SB 471 (Padilla) | Personal Income Tax Law: Corporation Tax: hiring credit: lithium extraction: battery manufacturers. Allows a tax credit for businesses in Imperial and Riverside Counties that are primarily engaged in lithium extraction or electric battery manufacturing.

SB 533 (Limón) | Income taxes: credit: childcare. Creates two credits for the costs to build childcare centers and contributions made to provide specialized care for dependents of employees.

SB 714 (Blakespear) | Personal income tax. A placeholder bill related to personal income taxes and foreign countries.

SB 853 (Dahle) | Personal income tax. A placeholder bill relating to personal income tax.

AB 778 (Ta) |Taxation: corporations: minimum franchise tax: limited liability companies: annual tax: small businesses. Exempts certain businesses from paying a minimum franchise tax or an annual tax if they make less than $20,000 in gross receipts in the first taxable year they open.

SB 375 (Alvarado- Gil) | Employment: employer contributions: employee withholdings: COVID-19 regulatory compliance credit. This bill would provide some employers with a COVID-19 Regulatory Compliance Credit for the 2023 and 2024 calendar years, used to reduce the amount of Personal Income Taxes employers are required to withhold from wages.

SB 575 (Wahab) | Employment relations. A placeholder bill relating to employer/employee relationships.

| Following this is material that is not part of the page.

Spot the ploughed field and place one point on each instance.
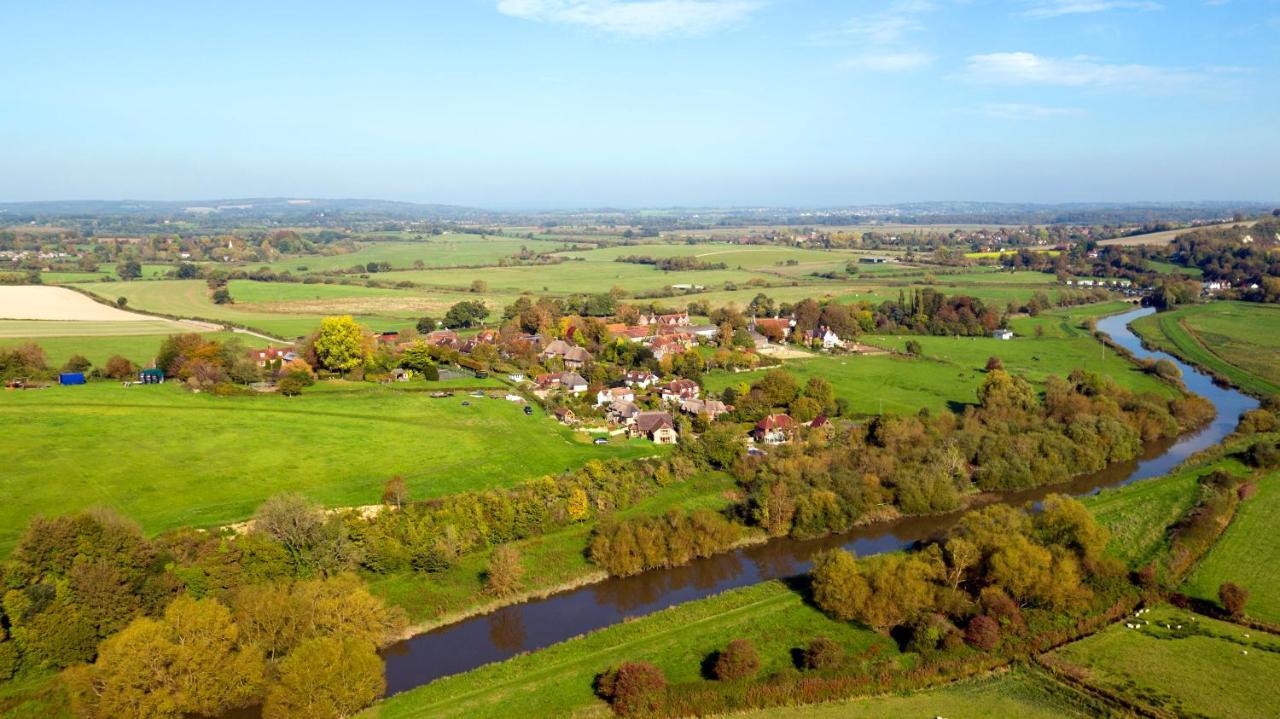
(167, 457)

SB 666 (Min) | Small business: commercial financing transactions. A former placeholder bill amended to restrict specified fees charged to small businesses by commercial financing providers and brokers in connection with commercial financing transactions.

SB 703 (Niello) | Employment: work hours: flexible work schedules. Allows a nonexempt employee to request a flexible work schedule of four days a week, 10 hours a day with no obligation for the employer to pay overtime.